When I moved to Georgia seven years ago (has it really been that long?), I came home to visit much more often than I do now. For several months, I just did the family thing, neglecting friends I had left. After watching this for several visits, Mom sat me down for a little talk. She let me know that one of her biggest regrets was not seeing friends when she went back to Cincinnti to visit. She told me she understood that it was difficult to fit everything in, but down the road I would be happy to still have these friendships.
Now, I haven’t always listened to Mom’s advice. In fact, at that point in my life, I rarely did. But that bit of sage wisdom? It has stuck with me over the past seven years, and I have a core group of friends I see every visit. We don’t always get to spend a lot of time together, but we get a few minutes to catch up in person and share a few hugs. And these friends understand when I have to leave after an hour or can’t come back until the next visit. It also doesn’t seem like any time has passed between visits, either. Over the past few years, I’ve added a few more friends in the mix. Sure, it makes coming home a litte more hectic, but these are people I shared so much with in the past.
Take Lindsay, for instance.
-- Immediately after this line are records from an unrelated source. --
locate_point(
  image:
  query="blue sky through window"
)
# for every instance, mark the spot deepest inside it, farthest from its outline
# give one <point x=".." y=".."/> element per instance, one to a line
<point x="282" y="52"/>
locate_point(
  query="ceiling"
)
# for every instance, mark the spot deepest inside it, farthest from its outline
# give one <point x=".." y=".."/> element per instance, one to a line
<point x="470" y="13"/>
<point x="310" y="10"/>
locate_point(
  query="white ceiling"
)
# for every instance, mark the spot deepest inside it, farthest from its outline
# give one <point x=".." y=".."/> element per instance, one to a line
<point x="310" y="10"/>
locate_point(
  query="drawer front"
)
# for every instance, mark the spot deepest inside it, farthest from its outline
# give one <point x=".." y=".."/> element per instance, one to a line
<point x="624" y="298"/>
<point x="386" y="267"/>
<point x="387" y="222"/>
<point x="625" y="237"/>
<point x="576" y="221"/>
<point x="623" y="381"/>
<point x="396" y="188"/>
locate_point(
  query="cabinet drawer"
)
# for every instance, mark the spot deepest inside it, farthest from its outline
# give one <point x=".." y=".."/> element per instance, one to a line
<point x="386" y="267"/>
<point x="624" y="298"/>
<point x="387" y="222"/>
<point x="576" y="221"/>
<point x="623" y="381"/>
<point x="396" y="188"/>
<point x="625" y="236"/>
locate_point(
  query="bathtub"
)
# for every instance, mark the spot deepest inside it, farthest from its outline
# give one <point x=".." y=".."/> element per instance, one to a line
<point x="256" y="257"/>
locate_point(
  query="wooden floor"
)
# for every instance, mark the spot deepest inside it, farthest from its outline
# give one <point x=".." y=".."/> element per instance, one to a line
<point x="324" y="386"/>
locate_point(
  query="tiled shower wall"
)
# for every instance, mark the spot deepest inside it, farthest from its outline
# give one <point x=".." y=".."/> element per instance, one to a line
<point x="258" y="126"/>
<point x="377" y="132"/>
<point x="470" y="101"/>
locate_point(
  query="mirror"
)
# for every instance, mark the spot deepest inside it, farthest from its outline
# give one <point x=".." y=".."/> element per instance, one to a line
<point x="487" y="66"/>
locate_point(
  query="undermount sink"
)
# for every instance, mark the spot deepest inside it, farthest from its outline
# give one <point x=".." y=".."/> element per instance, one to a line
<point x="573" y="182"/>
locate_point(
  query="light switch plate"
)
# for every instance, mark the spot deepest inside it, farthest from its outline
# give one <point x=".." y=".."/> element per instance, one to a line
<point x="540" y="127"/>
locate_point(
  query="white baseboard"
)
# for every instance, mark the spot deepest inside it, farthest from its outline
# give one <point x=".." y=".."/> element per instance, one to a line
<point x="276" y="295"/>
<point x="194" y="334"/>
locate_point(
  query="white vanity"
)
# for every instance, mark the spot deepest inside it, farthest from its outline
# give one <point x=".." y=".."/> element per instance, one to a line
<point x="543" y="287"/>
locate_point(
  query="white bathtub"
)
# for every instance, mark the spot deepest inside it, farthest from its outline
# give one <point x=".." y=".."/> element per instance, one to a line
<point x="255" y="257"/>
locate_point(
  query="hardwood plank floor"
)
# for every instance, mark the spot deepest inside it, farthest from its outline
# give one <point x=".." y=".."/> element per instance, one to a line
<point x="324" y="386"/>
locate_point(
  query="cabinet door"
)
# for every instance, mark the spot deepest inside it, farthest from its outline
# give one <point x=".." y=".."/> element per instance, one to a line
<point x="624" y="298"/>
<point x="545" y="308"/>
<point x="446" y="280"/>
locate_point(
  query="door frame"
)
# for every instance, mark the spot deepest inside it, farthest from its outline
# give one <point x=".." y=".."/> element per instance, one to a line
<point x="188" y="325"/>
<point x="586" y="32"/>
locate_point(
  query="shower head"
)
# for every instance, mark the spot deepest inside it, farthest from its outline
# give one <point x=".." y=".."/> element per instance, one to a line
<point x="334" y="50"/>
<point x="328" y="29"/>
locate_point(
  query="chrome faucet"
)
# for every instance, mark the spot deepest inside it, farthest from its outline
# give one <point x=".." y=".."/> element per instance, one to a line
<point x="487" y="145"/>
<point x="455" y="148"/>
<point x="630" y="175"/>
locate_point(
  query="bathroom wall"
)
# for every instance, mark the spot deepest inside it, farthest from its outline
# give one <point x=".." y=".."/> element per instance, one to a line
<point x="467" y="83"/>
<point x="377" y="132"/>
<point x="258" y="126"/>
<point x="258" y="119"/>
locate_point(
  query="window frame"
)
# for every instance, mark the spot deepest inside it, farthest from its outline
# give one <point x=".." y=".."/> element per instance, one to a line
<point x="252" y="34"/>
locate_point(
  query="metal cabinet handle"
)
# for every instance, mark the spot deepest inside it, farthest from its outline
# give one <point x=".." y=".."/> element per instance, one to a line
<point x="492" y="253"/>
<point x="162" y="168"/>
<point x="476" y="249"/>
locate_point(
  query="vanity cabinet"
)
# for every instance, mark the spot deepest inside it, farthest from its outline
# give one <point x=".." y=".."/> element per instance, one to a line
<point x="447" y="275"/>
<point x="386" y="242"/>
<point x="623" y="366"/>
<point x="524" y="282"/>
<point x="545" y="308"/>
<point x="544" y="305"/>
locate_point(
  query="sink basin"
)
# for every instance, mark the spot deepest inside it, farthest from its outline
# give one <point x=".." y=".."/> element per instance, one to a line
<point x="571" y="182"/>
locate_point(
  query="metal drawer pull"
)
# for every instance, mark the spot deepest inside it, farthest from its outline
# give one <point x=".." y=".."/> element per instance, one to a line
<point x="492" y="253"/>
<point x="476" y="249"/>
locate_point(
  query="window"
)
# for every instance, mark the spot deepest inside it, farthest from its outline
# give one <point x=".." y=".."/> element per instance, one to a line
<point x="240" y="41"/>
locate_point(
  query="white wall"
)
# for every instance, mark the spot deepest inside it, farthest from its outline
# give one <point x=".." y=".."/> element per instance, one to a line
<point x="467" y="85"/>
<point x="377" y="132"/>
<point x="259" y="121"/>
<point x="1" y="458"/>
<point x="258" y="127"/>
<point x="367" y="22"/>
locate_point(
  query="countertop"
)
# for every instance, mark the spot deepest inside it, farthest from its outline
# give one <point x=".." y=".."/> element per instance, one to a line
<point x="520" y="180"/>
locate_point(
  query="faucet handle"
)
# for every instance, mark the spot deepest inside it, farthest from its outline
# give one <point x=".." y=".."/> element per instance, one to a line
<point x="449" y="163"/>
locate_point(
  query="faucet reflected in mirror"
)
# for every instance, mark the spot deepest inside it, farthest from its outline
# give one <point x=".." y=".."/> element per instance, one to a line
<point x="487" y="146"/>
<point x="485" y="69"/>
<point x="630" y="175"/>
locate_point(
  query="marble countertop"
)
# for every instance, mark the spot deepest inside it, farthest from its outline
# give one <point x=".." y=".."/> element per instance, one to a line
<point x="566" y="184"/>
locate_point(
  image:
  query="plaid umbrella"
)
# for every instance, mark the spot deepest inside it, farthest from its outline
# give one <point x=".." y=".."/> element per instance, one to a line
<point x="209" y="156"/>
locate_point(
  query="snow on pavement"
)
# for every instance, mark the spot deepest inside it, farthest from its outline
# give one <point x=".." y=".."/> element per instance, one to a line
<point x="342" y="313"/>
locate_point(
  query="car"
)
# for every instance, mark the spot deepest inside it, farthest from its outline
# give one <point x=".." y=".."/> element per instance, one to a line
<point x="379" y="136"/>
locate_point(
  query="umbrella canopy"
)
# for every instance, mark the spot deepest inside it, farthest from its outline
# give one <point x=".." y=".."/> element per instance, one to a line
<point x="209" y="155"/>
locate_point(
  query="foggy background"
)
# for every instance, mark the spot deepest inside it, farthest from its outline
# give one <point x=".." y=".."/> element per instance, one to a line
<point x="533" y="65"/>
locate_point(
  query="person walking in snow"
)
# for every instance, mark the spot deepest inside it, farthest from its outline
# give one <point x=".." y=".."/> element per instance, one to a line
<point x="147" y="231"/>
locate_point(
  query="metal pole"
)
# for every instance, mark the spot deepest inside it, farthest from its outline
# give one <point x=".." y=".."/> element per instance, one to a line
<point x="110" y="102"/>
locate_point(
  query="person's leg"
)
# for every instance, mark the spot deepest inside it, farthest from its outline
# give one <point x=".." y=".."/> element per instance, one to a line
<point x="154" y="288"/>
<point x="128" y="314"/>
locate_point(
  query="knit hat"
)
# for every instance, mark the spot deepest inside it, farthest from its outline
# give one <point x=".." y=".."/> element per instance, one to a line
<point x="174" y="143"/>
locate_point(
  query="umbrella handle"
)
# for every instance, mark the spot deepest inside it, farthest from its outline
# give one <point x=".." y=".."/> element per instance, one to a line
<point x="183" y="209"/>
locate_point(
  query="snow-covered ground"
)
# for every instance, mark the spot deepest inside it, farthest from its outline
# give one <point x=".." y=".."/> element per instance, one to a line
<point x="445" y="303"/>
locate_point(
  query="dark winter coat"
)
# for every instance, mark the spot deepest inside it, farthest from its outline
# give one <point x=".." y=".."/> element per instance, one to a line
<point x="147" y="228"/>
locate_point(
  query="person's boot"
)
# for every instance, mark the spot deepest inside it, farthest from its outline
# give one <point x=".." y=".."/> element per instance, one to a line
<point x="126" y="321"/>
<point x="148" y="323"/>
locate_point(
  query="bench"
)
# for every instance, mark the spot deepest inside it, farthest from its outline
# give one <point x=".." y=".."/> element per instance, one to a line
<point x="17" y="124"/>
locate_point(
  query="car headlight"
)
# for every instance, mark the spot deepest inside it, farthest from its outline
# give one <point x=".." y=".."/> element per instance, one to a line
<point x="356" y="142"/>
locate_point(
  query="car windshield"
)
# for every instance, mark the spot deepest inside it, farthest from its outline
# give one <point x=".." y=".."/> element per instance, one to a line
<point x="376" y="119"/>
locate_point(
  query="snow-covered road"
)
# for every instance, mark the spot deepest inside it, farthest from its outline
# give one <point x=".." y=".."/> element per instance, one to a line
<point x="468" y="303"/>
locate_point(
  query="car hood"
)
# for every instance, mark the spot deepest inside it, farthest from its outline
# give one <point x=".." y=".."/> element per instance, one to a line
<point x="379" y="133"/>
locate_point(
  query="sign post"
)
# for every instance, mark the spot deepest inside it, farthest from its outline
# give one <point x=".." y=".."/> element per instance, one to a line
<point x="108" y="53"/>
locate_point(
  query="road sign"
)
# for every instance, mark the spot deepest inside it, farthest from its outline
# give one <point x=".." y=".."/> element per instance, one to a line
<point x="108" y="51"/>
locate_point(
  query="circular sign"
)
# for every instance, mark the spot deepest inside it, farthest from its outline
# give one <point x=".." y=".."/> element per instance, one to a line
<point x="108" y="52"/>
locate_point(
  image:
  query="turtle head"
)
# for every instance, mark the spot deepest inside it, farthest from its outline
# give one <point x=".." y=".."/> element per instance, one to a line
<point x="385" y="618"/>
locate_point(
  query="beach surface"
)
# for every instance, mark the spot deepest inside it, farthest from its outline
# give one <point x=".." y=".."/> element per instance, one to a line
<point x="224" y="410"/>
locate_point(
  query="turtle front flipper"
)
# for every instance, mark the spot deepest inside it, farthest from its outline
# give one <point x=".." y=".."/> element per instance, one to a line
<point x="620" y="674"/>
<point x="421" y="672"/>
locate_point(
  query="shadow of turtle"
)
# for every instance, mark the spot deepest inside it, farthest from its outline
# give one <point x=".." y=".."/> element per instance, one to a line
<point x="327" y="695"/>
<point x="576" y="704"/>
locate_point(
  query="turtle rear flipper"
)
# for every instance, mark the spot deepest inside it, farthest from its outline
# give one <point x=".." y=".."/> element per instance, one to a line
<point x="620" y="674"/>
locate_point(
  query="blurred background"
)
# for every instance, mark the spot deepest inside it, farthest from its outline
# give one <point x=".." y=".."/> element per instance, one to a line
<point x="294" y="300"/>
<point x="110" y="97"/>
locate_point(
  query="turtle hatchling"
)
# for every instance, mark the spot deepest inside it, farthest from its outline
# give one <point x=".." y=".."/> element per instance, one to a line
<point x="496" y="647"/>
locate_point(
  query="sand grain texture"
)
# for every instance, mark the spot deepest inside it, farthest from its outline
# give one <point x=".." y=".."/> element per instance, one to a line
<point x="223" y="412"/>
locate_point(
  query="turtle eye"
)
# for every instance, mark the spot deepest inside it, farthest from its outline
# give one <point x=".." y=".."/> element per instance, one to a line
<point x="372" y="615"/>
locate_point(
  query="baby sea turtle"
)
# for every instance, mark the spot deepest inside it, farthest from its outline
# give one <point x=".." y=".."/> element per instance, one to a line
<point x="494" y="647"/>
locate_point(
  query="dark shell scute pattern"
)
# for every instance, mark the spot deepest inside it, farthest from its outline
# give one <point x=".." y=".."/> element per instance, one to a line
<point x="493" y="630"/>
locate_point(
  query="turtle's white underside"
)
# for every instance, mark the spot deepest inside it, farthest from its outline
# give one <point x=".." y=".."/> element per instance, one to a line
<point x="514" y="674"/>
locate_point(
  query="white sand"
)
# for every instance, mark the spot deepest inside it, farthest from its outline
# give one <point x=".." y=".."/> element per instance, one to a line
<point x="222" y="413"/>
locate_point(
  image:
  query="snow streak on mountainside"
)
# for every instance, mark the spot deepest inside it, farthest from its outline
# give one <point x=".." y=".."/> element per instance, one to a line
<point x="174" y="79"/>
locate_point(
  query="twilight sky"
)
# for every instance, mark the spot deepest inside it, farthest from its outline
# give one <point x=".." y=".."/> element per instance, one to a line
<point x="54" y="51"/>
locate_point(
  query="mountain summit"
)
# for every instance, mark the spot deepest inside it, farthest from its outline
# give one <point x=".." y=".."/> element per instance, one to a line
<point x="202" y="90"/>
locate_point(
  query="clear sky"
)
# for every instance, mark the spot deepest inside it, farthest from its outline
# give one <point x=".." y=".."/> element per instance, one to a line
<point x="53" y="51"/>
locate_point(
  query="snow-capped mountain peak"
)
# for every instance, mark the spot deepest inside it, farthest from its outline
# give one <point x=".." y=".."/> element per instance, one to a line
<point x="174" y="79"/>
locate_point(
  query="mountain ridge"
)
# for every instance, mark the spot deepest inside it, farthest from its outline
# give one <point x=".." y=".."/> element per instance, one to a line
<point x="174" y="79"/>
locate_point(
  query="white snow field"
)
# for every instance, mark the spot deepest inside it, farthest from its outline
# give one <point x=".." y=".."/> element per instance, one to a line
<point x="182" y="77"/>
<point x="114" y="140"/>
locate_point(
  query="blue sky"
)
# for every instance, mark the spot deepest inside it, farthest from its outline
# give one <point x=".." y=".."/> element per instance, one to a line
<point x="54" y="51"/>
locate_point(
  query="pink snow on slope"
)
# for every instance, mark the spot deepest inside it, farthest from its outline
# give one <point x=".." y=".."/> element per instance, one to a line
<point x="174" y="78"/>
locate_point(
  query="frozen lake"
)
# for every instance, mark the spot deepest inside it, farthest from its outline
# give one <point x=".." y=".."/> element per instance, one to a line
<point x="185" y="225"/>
She and I went to school together until second grade and didn’t meet back up until our junior year in college. She moved into my old apartment when I moved across the hall and spent nights walking to Kroger for delicious chocolate chip cookies and watching The Bachelor. I had just left her house the night Justin called me to set up our first date. Every time I come home, we go to Pazzo’s to order pretzels and cider. Sure, we’re probably too old to really go there. But we do; it’s tradition.
Then there’s Jill, my R.A. from my freshman year. We lost touch after college until we ran into each other at the mall in 2003 after both having car wrecks. Then we wound up with the same doctor and physical therapists. We’d been so close in college that it seemed like time had never passed. We got married a week apart and have children close in age, although her oldest is much older than Robbie. We get the boys together to play and try to catch up while urging the children to “Pleas share.”
And where would I be without Jamie? The friend I didn’t get to see one trip until she called while I was on the way to the airport. Mom sped to Kroger in Beaumont Center, where Jamie was finishing a mural, just so we could get in a quick hug and Jamie could marvel at my massive belly. It’s a special kind of friendship that can sustain itself on a two-minute hug.
And Hilary. My favorite Hilary. Home wouldn’t be home without her – my sister and my best friend. We go to dinner, play with Robbie, watch TV shows that drive Mom crazy, remember stories from when we were little. When I was youger, Mom promised that one day we would be best friends. I was sure she was wrong. But, Hilary is my blood sister, my sorority sister, and my best friend.
And then there are the friends I’ve reconnected with recently: Louisa, Adele, Lisa, and Jonathan. They are there for dinners and birthday parties and the occassional trip to Kings Island in the middle of the summer. They are excited to hear I’m coming to town and can’t wait to see me (and I can’t wait to see them!).
Of course, some of my friends have dropped off… And that’s bound to happen as life and circumstances change. It’s hard, though, to realize that life at home happens without you. People don’t just sit on the couch, waiting for you to return. And sometimes friends outgrow each other.
I like knowing that a part of my life is still in Lexington. I love that Robbie has friends he visits here, too. It’s nice to have a little part of my past to show to Robbie. So, Mom? The best advice I ever received? It came from you.